此まで数々の品を目の当たりにしてきたが、それらのどれとも似ていなかった。
その一方、何と言うか抗いがたい魅惑に満ちた逸品だった。
成る程、検分した者たちから、感心至極といった物言いが聞こえて来たのも納得出来る。
コレは確かに尋常ならざる出来合だ。
このまま王宮の水鏡床の間に飾ったとて決して見劣りなどはすまい。
「これはいま動かせるのですか」
迂闊にも声が弾んでいた。
そして魔族の女性から「お望みならば」という返答があって、胸が躍ったことを憶えて居る。

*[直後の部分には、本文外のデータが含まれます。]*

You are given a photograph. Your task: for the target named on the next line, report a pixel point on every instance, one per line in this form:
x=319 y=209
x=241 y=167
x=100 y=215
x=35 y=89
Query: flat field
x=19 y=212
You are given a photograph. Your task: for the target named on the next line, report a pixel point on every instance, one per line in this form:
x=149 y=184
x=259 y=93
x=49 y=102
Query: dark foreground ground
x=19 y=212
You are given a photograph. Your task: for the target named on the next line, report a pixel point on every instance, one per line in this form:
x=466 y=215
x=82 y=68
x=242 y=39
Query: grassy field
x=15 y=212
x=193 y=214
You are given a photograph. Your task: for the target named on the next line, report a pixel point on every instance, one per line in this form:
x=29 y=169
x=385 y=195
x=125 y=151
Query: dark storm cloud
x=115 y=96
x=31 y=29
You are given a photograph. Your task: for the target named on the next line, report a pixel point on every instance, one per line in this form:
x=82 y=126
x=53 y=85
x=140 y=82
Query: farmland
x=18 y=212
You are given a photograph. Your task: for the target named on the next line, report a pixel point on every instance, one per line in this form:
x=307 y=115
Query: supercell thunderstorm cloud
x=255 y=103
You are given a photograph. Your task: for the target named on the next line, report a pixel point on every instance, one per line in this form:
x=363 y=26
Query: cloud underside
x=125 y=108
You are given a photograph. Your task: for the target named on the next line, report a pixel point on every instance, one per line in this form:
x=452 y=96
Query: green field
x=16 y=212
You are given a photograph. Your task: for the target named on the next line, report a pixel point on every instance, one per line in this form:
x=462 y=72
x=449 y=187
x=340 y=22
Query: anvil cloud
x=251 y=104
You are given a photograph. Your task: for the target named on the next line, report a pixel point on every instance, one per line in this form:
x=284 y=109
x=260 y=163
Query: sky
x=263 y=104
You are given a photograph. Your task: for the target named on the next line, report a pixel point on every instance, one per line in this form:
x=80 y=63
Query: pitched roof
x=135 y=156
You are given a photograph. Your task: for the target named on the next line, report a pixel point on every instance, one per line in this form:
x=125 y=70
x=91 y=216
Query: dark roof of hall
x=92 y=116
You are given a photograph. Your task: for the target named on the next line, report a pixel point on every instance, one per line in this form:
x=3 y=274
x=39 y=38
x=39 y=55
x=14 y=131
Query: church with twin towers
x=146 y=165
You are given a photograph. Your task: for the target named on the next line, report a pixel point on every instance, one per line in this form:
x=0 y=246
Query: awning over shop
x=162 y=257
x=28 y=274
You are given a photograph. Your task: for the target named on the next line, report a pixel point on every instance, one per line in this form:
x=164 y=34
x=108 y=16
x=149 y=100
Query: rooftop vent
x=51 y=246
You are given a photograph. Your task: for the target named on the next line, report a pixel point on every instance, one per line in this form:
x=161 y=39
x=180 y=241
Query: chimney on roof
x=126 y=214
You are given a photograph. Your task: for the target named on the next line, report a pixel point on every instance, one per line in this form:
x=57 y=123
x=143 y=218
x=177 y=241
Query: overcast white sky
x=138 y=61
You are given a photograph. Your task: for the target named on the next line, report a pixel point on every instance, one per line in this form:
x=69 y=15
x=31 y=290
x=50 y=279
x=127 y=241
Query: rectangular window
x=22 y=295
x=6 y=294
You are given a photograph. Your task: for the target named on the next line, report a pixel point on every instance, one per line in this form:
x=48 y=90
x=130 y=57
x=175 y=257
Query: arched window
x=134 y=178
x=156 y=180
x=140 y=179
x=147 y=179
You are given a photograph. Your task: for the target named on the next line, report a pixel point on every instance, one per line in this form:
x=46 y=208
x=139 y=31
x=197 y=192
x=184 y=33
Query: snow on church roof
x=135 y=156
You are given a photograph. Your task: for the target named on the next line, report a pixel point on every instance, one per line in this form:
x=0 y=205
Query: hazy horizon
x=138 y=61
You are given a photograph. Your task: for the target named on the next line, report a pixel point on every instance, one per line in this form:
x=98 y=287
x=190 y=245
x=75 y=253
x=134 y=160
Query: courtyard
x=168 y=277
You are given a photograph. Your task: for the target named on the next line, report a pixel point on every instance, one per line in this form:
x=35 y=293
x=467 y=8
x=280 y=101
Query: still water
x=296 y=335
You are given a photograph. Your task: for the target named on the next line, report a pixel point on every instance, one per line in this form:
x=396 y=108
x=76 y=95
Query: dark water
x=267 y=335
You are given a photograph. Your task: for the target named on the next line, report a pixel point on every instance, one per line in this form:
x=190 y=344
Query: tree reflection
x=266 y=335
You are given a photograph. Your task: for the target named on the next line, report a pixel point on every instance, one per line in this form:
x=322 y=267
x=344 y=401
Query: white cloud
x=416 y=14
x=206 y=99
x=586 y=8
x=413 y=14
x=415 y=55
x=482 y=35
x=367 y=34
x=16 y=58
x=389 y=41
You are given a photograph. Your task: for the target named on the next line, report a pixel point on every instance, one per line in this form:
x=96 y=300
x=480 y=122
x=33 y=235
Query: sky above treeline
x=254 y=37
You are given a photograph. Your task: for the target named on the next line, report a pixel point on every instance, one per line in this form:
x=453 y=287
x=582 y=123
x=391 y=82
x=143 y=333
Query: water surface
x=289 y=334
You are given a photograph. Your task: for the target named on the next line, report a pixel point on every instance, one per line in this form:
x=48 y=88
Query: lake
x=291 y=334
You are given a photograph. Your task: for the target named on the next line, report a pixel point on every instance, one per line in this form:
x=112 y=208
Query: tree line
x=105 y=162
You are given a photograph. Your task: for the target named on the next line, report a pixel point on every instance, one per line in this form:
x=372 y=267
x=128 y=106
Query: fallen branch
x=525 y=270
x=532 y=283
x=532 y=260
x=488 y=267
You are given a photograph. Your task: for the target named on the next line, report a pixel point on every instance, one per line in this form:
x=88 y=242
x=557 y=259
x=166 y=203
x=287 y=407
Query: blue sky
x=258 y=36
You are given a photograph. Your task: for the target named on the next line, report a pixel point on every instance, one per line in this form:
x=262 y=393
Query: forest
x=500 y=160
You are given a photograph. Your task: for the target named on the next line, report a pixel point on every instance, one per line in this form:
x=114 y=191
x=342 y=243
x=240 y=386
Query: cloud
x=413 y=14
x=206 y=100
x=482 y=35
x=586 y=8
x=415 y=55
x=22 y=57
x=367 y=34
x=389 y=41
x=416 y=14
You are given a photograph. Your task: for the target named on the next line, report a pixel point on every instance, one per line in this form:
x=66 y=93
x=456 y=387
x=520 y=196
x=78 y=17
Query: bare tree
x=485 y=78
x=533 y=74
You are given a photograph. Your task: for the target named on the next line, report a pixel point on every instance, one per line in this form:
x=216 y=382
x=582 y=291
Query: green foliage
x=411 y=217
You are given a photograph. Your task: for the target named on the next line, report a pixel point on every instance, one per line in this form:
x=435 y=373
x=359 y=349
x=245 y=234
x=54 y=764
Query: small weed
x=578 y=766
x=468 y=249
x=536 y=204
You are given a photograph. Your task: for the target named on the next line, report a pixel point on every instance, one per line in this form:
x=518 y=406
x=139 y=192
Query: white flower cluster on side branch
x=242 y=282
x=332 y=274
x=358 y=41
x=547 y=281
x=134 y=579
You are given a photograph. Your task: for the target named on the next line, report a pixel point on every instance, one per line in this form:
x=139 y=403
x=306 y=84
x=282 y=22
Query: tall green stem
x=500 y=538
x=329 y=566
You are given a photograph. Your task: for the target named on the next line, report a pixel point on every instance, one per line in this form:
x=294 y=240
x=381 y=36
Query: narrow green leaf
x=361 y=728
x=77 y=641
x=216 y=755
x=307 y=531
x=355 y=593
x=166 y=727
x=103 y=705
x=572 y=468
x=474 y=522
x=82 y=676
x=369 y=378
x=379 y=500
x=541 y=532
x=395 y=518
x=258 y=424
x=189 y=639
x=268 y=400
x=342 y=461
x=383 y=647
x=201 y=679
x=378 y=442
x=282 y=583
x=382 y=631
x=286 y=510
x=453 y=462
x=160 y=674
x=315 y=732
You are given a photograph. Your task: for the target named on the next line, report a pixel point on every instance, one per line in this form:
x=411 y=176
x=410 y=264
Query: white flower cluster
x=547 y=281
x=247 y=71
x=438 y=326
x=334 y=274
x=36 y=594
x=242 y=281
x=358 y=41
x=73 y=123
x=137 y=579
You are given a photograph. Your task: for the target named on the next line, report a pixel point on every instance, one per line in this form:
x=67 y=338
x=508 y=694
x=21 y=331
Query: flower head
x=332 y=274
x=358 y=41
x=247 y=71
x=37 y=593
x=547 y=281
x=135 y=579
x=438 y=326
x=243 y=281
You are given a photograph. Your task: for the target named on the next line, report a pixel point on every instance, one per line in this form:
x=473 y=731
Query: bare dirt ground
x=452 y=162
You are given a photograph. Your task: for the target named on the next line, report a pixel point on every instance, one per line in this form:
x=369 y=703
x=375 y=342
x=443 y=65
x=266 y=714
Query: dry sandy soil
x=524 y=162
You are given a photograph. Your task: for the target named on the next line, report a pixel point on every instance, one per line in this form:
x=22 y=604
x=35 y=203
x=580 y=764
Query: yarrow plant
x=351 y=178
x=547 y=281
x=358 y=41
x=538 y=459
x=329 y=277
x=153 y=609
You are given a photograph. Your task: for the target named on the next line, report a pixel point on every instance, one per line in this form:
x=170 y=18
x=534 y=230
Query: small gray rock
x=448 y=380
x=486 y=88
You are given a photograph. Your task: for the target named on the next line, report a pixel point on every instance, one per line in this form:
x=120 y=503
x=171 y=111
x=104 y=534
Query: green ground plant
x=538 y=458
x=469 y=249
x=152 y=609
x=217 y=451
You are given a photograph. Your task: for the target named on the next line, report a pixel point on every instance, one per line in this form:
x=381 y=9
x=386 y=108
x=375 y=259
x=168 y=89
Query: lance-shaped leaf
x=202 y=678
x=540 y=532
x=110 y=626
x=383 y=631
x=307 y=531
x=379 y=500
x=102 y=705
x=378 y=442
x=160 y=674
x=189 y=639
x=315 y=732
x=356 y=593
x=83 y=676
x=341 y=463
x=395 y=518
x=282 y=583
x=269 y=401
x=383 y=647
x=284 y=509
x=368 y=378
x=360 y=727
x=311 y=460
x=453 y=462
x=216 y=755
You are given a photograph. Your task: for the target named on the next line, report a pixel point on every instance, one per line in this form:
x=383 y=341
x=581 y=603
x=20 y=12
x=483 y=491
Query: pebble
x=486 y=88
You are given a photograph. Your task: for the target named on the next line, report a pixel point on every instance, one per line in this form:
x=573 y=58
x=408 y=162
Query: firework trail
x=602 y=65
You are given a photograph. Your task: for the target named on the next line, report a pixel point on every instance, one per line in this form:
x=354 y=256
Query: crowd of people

だが立ち会いの十騎長から、本日は口答のみで済ませて欲しいと言われて諦めざるを得なかった。
惜しい、と落胆したことは偽らざる本心だった。
「フォクサンも立ち会えば宜しかったのに」
「魔族は好かんと言った筈だが」
「あの魔道具は正に一見の価値ありです。わたしと一緒に検分して寸評を聞いてみたかったですね。まるで磨き上げられた工芸品の如き色艶。驚くほどに複雑な造形。逞しい佇まい。聞くところに寄れば獣のような唸り声と共に風を巻いて疾走するのだとか。動く様を見れなかったのが実に心残りです」
「随分と惚れ込んだものだな」
「良きモノは良きと素直に感嘆しているだけです」
「魔道具は置物では無い。働きをもって評価するのが筋だ」
「ならば次はその旨を申し込んでみては如何でしょう。その時には是非わたしも同行させて下さい」
「・・・・ふん」
少しの間を置いた後に、フォクサンは鼻を鳴らして立ち去ってしまった。
あの様な物言いをしているが本心は違うな。
そう確信するハルクックであった。